Sembra incredibile, eppure a qualcuno la matematica non piace. Al punto da sviluppare una vera e propria reazione d'ansia (in inglese Math Anxiety, MA).

La MA colpisce tutte quelle persone che, per motivi scolastici o professionali, devono confrontarsi quotidianamente con matematica e statistica: chi ne soffre riporta tensione, paura, apprensione e angoscia.

Nel 2012 un gruppo di ricercatori della University of Chicago ha pubblicato un interessante studio di brain imaging basato su un cambione di studenti: il cervello di chi soffriva di MA manifestava reazioni del tutto simili a quelle di chi prova un dolore fisico.

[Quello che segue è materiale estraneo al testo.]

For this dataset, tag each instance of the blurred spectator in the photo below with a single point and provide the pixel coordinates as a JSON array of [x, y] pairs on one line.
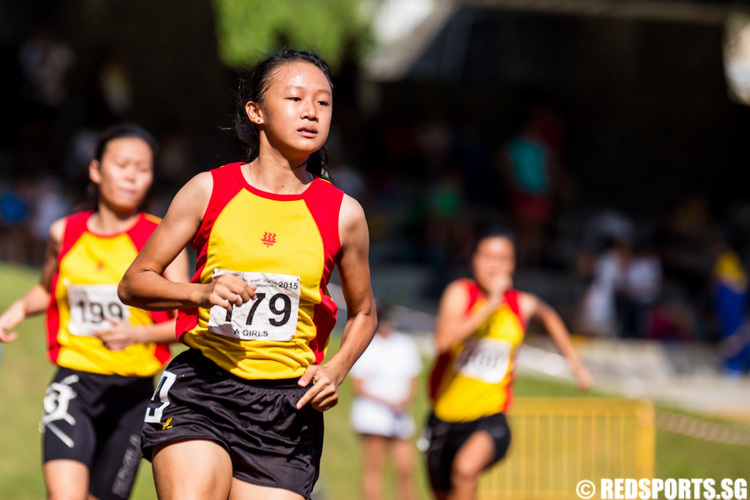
[[530, 167], [730, 296], [597, 315], [603, 263], [385, 379], [641, 290]]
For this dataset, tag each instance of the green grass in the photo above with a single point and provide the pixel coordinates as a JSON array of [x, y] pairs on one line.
[[25, 372]]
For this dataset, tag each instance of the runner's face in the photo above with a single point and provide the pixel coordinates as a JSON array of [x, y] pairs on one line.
[[494, 257], [124, 174], [296, 110]]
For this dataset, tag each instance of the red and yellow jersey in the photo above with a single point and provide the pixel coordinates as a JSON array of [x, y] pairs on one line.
[[285, 245], [474, 378], [84, 298]]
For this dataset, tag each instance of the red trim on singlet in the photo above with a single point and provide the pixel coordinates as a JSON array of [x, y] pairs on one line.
[[443, 360], [75, 226], [325, 207]]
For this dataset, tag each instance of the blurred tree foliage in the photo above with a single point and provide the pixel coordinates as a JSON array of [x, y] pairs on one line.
[[246, 29]]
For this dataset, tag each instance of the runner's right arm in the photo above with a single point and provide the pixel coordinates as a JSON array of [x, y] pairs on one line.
[[36, 300]]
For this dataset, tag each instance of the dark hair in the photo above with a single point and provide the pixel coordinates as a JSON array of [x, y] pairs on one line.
[[253, 87], [122, 130], [493, 231]]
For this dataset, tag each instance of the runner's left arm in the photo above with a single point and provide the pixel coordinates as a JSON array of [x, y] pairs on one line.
[[354, 271], [533, 307]]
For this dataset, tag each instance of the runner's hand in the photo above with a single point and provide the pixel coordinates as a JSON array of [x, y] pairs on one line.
[[323, 394], [227, 291], [9, 320], [120, 335]]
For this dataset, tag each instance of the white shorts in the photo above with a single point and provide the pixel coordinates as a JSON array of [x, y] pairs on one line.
[[370, 417]]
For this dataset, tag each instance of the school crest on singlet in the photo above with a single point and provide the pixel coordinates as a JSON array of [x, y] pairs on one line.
[[284, 245], [474, 378]]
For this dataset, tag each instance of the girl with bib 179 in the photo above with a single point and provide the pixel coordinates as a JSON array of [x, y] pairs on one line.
[[238, 415]]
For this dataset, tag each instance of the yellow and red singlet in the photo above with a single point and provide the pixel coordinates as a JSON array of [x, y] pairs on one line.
[[474, 379], [84, 296], [285, 245]]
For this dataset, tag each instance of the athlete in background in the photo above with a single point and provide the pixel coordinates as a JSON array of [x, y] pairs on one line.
[[106, 352], [238, 415], [480, 325]]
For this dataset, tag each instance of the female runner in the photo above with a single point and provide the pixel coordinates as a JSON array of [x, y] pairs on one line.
[[106, 353], [480, 325], [238, 415]]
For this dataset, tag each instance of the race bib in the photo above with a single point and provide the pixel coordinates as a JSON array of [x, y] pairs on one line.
[[271, 316], [91, 306], [487, 360]]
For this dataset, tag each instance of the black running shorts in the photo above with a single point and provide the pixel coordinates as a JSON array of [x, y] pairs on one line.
[[97, 420], [269, 441], [446, 438]]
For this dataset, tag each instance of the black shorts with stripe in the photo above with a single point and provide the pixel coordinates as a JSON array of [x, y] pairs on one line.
[[96, 420], [446, 438], [269, 441]]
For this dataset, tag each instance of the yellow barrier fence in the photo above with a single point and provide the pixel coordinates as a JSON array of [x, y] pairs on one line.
[[557, 442]]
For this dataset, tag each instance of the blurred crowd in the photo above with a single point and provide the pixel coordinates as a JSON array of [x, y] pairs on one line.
[[426, 180]]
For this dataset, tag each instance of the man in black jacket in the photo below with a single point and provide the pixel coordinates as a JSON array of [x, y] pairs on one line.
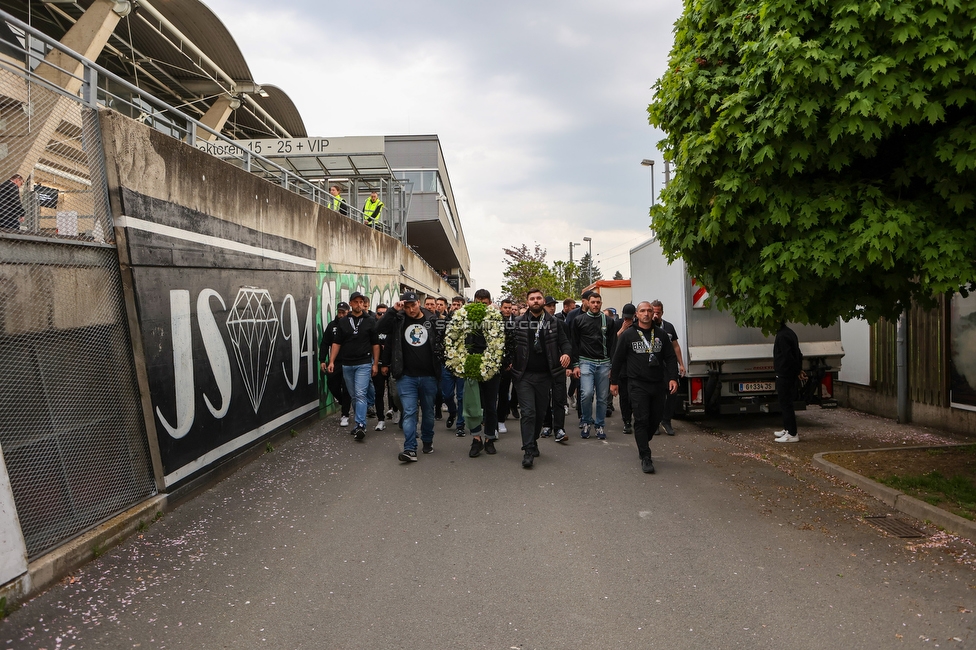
[[333, 380], [788, 364], [645, 357], [415, 346], [542, 355]]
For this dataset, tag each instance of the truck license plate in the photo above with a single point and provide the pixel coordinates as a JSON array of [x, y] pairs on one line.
[[757, 387]]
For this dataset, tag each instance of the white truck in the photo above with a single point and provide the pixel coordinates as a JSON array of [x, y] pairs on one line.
[[728, 369]]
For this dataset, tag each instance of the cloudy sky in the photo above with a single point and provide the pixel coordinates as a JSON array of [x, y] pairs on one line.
[[540, 106]]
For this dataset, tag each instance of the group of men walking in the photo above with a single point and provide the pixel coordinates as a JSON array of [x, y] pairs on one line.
[[636, 357]]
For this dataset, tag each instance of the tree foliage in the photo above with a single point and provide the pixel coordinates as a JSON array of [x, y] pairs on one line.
[[825, 154], [527, 269]]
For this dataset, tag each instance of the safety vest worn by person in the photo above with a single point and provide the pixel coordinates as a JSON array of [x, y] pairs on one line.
[[372, 210]]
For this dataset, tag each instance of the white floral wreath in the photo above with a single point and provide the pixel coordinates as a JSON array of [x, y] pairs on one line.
[[470, 319]]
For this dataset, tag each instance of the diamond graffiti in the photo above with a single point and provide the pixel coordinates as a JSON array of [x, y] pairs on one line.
[[253, 327]]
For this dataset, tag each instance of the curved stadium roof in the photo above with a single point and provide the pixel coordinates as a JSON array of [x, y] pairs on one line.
[[146, 52]]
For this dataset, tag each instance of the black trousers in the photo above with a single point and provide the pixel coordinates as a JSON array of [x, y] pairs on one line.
[[380, 383], [647, 401], [504, 395], [533, 390], [556, 414], [786, 393], [489, 406], [626, 412], [337, 387]]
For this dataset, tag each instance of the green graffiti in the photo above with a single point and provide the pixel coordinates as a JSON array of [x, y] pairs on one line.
[[334, 287]]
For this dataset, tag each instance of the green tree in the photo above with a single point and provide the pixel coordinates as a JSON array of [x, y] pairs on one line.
[[825, 154], [583, 277]]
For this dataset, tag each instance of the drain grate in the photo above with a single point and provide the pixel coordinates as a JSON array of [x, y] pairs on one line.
[[893, 526]]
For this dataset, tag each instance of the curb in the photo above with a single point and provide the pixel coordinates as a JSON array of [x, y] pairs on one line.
[[899, 500]]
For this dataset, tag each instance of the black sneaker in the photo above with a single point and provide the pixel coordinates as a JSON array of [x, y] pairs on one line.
[[476, 447]]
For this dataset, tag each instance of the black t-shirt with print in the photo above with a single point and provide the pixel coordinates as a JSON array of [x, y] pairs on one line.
[[418, 356]]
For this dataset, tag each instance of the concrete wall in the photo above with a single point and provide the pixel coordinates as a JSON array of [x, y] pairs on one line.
[[229, 280]]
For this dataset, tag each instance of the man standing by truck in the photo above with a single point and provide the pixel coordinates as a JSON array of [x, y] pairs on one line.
[[645, 357], [659, 321], [788, 363]]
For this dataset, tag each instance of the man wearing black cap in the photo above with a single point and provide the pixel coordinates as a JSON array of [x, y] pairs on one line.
[[356, 347], [628, 312], [416, 353], [644, 355], [333, 379], [542, 355]]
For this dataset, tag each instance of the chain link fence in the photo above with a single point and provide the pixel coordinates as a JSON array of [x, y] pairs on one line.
[[71, 426]]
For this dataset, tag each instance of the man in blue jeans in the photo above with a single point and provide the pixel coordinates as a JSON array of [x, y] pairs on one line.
[[416, 353], [593, 336], [356, 347]]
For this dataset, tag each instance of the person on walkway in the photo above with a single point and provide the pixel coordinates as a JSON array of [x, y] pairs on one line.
[[357, 348], [788, 364], [543, 352], [11, 208], [477, 344], [416, 354], [672, 403], [645, 358], [627, 313], [593, 337], [338, 203], [505, 376], [333, 380], [572, 394], [372, 210]]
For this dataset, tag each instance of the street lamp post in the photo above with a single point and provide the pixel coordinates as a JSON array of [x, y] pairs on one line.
[[650, 163], [590, 267]]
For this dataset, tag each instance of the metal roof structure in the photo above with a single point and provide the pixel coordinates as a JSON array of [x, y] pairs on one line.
[[180, 52]]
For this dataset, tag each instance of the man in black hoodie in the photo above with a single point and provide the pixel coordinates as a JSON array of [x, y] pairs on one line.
[[788, 363], [416, 352], [542, 355], [645, 357]]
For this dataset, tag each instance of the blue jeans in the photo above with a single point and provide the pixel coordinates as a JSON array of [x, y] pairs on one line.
[[594, 378], [412, 390], [358, 380], [451, 385]]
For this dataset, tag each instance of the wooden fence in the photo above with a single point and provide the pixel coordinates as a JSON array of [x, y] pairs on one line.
[[928, 355]]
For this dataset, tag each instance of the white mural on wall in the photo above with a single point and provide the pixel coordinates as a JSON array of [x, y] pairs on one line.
[[253, 327]]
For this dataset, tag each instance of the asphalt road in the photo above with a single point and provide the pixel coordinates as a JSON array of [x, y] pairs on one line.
[[329, 543]]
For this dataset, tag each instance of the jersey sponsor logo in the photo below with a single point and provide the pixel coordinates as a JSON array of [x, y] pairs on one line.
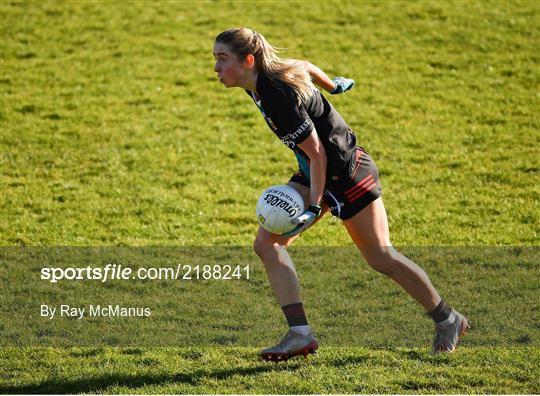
[[291, 137]]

In questo caso l'attivazione di tali aree cerebrali non avveniva durante l'esecuzione di una prova matematica: era sufficiente immaginarsi di dover affrontare l'odiato compito, ed ecco le tipiche reazioni di dolore, evidenziate dall'attivazione di aree normalmente convolte nella percezione del dolore (insula dorsale posteriore, corteccia cingolata mediale).

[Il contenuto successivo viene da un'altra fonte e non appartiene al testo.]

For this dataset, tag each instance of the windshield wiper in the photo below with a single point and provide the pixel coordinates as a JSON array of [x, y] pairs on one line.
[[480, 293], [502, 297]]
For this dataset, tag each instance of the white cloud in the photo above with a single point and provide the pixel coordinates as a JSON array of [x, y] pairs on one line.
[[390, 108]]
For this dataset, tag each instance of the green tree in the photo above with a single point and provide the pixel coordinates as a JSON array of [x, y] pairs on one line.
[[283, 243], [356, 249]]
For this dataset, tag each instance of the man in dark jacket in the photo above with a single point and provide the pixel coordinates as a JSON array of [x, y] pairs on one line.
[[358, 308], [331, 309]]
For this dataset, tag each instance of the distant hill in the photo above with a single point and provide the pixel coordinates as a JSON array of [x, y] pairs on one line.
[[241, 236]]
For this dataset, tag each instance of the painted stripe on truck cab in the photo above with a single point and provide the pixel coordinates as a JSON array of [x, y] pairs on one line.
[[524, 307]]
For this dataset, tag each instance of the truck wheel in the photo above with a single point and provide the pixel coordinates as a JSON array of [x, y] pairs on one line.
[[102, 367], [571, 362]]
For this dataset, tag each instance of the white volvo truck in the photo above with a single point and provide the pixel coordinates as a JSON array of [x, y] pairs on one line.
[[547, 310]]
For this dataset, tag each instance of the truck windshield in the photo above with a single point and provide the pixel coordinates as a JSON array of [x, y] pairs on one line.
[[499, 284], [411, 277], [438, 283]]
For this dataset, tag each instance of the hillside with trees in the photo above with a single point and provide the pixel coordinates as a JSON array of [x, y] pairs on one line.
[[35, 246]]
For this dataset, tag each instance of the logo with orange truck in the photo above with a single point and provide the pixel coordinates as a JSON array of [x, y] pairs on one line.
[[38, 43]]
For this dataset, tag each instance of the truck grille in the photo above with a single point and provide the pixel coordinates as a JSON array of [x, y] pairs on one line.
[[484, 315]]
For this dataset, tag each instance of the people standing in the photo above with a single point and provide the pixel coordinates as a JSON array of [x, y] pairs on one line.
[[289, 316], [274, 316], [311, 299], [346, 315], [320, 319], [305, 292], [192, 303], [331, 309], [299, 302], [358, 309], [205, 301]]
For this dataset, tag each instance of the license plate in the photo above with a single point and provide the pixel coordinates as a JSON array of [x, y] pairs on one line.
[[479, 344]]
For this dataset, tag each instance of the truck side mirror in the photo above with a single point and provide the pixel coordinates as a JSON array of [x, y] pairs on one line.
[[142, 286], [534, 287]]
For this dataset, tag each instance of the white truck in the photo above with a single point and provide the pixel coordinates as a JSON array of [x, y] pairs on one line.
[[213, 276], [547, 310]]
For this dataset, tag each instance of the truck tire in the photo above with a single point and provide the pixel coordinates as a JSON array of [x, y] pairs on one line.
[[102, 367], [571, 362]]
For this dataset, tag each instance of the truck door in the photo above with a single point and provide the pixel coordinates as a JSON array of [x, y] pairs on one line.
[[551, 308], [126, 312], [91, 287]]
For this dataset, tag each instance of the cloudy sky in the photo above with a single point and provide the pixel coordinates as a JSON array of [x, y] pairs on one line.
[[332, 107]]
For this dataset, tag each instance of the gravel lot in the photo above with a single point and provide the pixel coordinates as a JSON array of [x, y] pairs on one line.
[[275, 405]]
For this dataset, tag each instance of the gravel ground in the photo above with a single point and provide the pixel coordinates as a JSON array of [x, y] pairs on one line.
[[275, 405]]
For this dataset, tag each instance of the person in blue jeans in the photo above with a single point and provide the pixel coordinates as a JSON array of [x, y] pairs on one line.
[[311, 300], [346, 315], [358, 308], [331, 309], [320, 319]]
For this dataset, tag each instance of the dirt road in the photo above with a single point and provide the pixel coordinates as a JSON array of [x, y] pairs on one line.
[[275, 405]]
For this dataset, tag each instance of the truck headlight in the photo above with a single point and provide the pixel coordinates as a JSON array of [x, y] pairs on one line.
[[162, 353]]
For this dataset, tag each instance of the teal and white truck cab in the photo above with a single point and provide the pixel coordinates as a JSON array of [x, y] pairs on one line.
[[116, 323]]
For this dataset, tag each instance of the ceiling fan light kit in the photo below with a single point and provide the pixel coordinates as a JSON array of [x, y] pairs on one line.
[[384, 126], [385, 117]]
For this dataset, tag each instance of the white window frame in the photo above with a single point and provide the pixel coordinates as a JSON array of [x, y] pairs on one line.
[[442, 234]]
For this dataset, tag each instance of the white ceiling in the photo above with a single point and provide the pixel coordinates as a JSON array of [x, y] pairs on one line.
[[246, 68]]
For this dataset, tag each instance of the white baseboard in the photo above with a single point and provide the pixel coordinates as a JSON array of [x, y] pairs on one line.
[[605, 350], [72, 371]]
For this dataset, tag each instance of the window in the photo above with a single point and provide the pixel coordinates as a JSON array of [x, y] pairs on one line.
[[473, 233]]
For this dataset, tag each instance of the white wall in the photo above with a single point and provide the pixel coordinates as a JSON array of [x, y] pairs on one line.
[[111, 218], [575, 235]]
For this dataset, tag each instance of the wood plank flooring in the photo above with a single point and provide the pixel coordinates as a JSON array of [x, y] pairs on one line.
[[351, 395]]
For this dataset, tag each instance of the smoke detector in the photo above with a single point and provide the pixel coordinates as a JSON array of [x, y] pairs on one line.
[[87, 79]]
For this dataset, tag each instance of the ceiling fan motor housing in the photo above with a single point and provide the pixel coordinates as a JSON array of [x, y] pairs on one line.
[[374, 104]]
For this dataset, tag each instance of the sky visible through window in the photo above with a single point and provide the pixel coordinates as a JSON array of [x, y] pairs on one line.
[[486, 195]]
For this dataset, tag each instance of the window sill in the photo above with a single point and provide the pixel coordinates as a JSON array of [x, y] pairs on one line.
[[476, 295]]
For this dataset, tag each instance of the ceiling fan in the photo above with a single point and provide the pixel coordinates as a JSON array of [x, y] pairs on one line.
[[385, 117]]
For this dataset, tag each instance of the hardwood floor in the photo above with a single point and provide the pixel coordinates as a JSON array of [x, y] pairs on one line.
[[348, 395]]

Appare chiaro che soffrire di MA (proprio per le esperienze emotive assimilabili all'anticipazione del dolore fisico) può portare il soggetto ad evitare quando possibile tutto ciò che comporta calcolo, tabelle, ecc.

E' probabilmente da queste premesse che sono partiti gli studiosi della Penn State University. Nell'articolo pubblicato sul Journal of Health Communication gli Autori riportano che le persone con un'intensa ansia per la matematica tendono a sforzarsi il meno possibile nel tentativo di comprendere dati e numeri. Questo determina un progressivo peggioramento nelle abilità matematiche.

Il problema, sottolineano i ricercatori, non riguarda solo gli studenti, ma tutti noi.

La difficoltà a comprendere tabelle e statistica potrebbe infatti avere ripercussioni sulla nostra salute, in quanto abbassa la probabilità che le persone leggano e comprendano, ad esempio, i dati riguardanti i cibi geneticamente modificati. Altro dato interessante: i partecipanti a questo studio riportano una maggiore attenzione e considerazione verso statistiche presentate nel testo rispetto a quelle rappresentate nei grafici. Essi quindi ritengono maggiormente persuasivo il messaggio contenuto nel testo.

Secondo gli Autori una buona preparazione matematica potrebbe aiutare le persone ad avvicinarsi maggiormente alle statistiche relative ai fattori di rischio per la salute. Oltre all'apprendimento, andrebbero anche implementate strategie per comunicare e gestire l'ansia legata alla performance.

Un approccio meno ansioso alle statistiche ed ai grafici potrebbe aiutare le persone a prendere decisioni in modo sicuro ed informato. Questo dovrebbe convincerci ad affrontare più serenamente il mondo dei numeri.

D'altra parte, se chi si occupa di informazione sanitaria scrivesse in modo più comprensibile forse le persone sarebbero anche invogliate a visitare i siti istituzionali. Non sempre le tabelle sono fondamentali. O no?